See the documentation for tf.estimator.tpu.experimental.EmbeddingConfigSpec
for more details.
estimator = tf . estimator . tpu . TPUEstimator (
...
embedding_config_spec = tf . estimator . tpu . experimental . EmbeddingConfigSpec (
...
optimization_parameters = tf . tpu . experimental . AdamParameters ( 0.1 ),
... ))
Args
learning_rate
a floating point value. The learning rate.
beta1
A float value. The exponential decay rate for the 1st moment
estimates.
beta2
A float value.

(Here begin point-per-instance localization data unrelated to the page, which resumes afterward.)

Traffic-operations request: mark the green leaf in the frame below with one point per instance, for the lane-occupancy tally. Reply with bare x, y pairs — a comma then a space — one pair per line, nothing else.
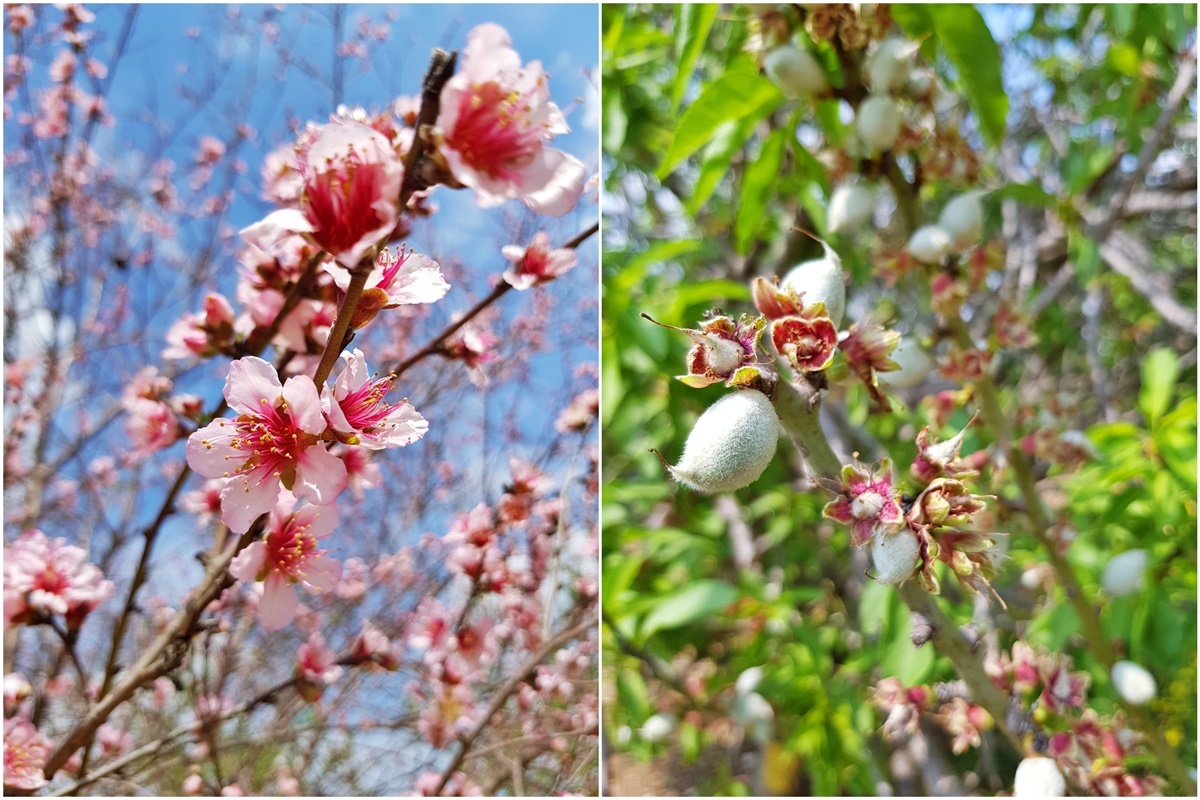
1159, 373
687, 606
966, 40
759, 182
733, 96
715, 161
691, 34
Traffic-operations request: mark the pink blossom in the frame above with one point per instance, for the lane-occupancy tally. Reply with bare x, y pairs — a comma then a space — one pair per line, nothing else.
538, 263
163, 690
204, 501
352, 180
868, 501
373, 647
274, 441
496, 119
63, 68
316, 667
473, 344
16, 691
24, 755
203, 335
579, 415
360, 416
150, 426
45, 576
289, 554
193, 785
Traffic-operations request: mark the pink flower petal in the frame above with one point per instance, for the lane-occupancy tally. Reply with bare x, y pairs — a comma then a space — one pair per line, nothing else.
321, 475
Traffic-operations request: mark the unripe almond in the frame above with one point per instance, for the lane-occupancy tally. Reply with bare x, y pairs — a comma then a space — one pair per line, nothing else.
1038, 777
915, 365
963, 220
879, 122
820, 281
1123, 573
1133, 683
850, 208
894, 555
887, 68
796, 71
929, 245
730, 445
919, 84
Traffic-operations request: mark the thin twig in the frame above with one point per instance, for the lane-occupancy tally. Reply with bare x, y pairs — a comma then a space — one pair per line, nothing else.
505, 691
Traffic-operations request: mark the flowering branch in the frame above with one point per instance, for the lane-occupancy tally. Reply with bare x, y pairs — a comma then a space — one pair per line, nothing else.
492, 296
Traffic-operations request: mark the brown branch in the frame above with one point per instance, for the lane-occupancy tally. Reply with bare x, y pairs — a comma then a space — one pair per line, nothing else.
441, 70
496, 294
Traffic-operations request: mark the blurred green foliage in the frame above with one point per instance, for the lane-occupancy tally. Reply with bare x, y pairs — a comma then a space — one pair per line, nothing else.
707, 167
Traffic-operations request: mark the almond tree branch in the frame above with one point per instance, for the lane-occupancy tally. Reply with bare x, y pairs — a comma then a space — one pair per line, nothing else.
496, 294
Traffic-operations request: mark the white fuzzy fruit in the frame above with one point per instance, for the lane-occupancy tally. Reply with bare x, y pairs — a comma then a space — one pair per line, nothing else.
850, 208
731, 444
963, 220
796, 71
929, 245
1038, 777
1133, 683
1123, 572
658, 727
915, 365
879, 122
894, 555
887, 68
820, 281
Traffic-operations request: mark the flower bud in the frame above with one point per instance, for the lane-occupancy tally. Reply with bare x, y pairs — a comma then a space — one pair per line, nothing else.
850, 208
731, 444
1133, 683
894, 557
929, 245
796, 71
1038, 777
879, 122
887, 68
963, 220
820, 281
915, 365
658, 727
1123, 573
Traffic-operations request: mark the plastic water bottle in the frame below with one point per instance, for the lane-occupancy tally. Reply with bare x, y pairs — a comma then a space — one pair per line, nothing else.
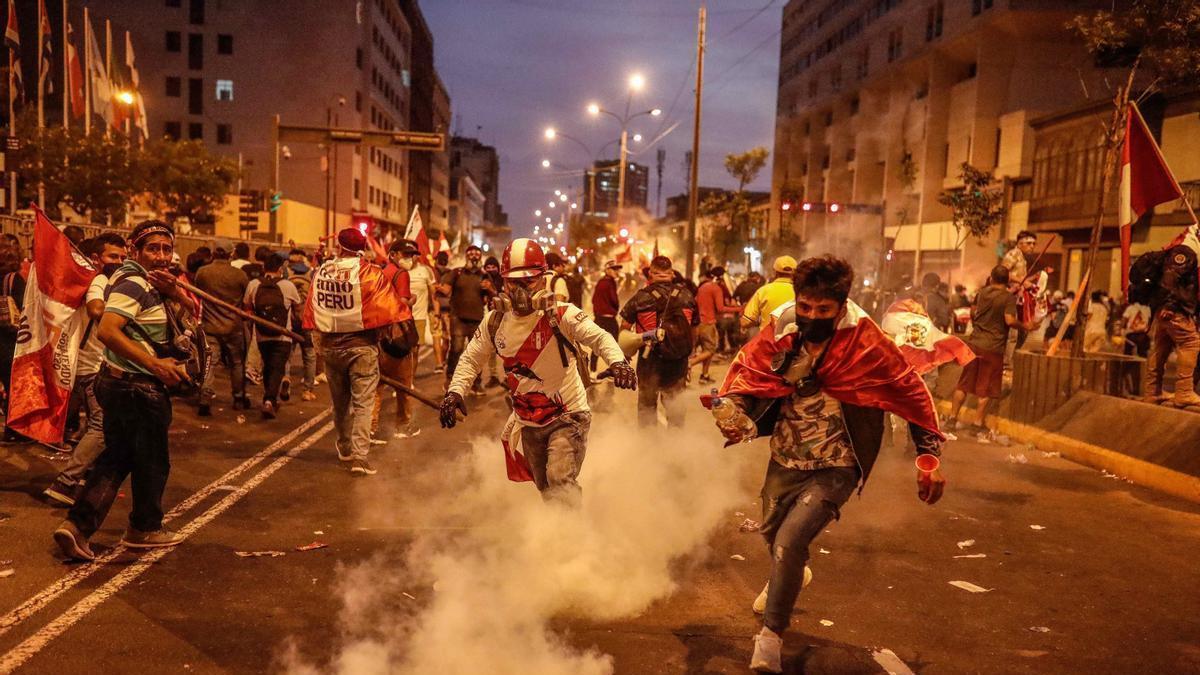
727, 416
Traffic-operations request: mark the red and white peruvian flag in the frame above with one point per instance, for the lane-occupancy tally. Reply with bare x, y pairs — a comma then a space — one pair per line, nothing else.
1145, 181
48, 339
415, 232
922, 344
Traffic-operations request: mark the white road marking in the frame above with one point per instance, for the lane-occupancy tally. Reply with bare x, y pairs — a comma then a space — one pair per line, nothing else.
37, 641
67, 581
891, 662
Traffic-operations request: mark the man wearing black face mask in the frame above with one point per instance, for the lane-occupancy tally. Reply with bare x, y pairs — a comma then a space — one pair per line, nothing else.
817, 380
468, 288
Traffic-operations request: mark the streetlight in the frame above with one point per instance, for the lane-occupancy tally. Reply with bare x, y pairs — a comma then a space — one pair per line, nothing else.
636, 83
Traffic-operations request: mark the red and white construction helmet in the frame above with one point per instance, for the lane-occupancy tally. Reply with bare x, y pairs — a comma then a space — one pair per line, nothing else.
522, 258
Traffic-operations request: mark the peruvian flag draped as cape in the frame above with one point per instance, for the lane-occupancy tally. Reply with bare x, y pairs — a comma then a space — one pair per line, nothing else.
862, 368
922, 344
48, 339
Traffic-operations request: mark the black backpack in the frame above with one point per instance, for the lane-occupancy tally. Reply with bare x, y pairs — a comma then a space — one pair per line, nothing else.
675, 329
269, 305
1146, 276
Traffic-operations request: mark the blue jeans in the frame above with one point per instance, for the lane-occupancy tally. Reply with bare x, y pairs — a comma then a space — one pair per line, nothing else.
137, 416
797, 506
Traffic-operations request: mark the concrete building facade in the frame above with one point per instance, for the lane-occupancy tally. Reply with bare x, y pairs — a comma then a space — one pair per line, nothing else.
880, 103
221, 71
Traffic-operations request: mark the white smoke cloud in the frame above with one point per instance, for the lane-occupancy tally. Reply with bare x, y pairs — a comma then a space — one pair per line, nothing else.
496, 563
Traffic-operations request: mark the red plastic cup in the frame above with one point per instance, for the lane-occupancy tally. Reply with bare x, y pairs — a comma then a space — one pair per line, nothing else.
928, 464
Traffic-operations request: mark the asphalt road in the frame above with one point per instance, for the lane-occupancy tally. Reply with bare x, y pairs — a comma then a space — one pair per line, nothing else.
439, 565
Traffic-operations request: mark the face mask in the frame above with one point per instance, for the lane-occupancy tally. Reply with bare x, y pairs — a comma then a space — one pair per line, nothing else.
815, 329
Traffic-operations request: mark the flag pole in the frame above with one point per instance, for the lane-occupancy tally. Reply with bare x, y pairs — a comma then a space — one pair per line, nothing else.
87, 70
66, 72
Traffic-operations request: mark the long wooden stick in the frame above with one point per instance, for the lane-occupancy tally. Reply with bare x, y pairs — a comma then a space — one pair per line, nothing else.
411, 392
243, 312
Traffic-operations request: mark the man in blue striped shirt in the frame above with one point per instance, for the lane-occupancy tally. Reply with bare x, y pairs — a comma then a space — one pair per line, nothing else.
132, 392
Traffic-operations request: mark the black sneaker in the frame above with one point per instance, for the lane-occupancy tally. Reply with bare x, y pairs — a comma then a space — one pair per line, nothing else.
160, 538
72, 543
361, 467
60, 493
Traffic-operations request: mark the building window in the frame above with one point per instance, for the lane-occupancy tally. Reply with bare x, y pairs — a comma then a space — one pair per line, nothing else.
196, 12
195, 51
895, 45
934, 22
196, 96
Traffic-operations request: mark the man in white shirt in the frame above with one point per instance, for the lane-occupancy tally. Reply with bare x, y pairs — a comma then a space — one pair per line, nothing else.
535, 335
106, 252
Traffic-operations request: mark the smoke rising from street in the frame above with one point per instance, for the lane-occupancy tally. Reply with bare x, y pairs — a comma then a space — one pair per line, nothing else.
480, 584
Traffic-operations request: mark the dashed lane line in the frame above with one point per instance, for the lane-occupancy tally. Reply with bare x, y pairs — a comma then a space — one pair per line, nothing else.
39, 640
67, 581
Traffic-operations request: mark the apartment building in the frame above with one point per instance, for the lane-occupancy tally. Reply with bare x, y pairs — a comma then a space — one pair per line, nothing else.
221, 71
881, 101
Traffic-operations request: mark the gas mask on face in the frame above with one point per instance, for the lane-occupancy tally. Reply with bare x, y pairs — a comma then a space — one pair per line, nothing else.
523, 297
815, 329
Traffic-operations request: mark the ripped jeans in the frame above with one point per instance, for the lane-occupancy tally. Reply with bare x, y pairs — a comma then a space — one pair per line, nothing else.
796, 507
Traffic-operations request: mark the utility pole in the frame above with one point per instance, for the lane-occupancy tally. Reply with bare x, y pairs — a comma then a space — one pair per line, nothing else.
693, 192
661, 156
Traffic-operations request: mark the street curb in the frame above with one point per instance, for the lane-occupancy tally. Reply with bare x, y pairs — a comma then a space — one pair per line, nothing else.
1138, 471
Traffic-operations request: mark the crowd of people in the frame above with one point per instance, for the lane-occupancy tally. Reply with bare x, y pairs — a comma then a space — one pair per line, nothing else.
809, 366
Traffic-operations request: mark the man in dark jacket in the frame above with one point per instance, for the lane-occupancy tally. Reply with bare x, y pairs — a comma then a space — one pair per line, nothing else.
817, 380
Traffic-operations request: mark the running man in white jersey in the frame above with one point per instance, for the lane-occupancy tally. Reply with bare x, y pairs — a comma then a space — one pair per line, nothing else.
535, 335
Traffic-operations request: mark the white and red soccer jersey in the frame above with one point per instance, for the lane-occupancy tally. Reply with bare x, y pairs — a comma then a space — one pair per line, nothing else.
543, 388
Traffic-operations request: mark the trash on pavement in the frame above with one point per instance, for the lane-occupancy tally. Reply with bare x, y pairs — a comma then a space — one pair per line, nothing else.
749, 525
970, 586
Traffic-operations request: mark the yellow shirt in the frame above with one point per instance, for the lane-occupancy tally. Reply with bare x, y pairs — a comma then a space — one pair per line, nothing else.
768, 299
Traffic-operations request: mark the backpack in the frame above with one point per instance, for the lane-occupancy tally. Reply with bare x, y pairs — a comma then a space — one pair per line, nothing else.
1146, 276
269, 305
574, 287
675, 329
10, 315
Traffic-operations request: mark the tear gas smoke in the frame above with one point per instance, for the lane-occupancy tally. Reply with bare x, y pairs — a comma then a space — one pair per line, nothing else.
492, 563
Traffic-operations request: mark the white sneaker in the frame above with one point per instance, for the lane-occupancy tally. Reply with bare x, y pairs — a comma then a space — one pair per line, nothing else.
760, 603
767, 646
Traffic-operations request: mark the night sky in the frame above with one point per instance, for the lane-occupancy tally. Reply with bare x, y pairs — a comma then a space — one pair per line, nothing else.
515, 66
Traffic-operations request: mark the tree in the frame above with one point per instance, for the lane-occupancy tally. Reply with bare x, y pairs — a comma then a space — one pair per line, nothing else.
977, 208
186, 179
1153, 41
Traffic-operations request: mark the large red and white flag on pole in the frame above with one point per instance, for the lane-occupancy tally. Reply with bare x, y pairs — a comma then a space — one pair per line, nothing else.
48, 339
1145, 181
923, 345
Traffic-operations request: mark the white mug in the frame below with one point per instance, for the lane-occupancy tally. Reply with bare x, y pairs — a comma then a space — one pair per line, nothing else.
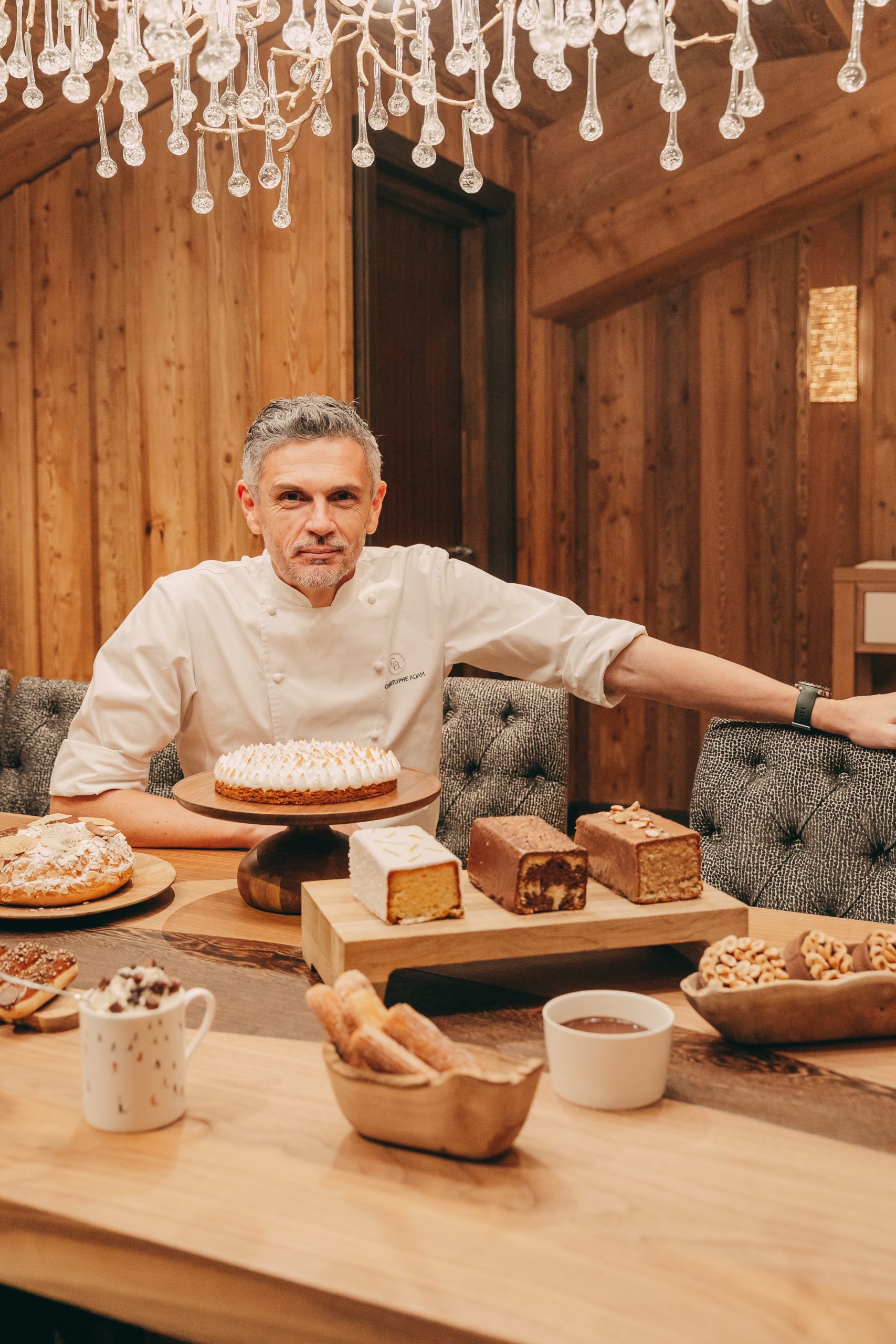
133, 1064
601, 1070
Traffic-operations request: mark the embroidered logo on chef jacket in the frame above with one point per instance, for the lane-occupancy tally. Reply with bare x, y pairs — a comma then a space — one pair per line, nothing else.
398, 664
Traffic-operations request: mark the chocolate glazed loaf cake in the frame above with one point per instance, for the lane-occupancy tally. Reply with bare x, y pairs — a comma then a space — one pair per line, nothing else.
527, 865
645, 858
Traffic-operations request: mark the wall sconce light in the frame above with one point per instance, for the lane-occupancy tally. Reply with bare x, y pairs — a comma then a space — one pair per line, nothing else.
833, 365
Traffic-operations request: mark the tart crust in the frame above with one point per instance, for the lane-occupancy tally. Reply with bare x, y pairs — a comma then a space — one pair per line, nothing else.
304, 799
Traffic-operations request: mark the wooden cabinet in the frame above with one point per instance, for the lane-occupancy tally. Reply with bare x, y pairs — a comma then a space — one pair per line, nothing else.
864, 628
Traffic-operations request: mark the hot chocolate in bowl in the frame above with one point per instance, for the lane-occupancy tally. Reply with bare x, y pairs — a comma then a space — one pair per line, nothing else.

The exponential decay rate for the 2nd moment
estimates.
epsilon
A small constant for numerical stability.
lazy_adam
Use lazy Adam instead of Adam. Lazy Adam trains faster. See
optimization_parameters.proto
for details.
sum_inside_sqrt
This improves training speed. Please see
optimization_parameters.proto
for details.
use_gradient_accumulation
setting this to False
makes embedding
gradients calculation less accurate but faster. Please see
optimization_parameters.proto
for details.
clip_weight_min
the minimum value to clip by; None means -infinity.
clip_weight_max
the maximum value to clip by; None means +infinity.
weight_decay_factor
amount of weight decay to apply; None means that the
weights are not decayed.
multiply_weight_decay_factor_by_learning_rate
if true,
weight_decay_factor
is multiplied by the current learning rate.
clip_gradient_min
the minimum value to clip by; None means -infinity.
Gradient accumulation must be set to true if this is set.
clip_gradient_max
the maximum value to clip by; None means +infinity.
Gradient accumulation must be set to true if this is set.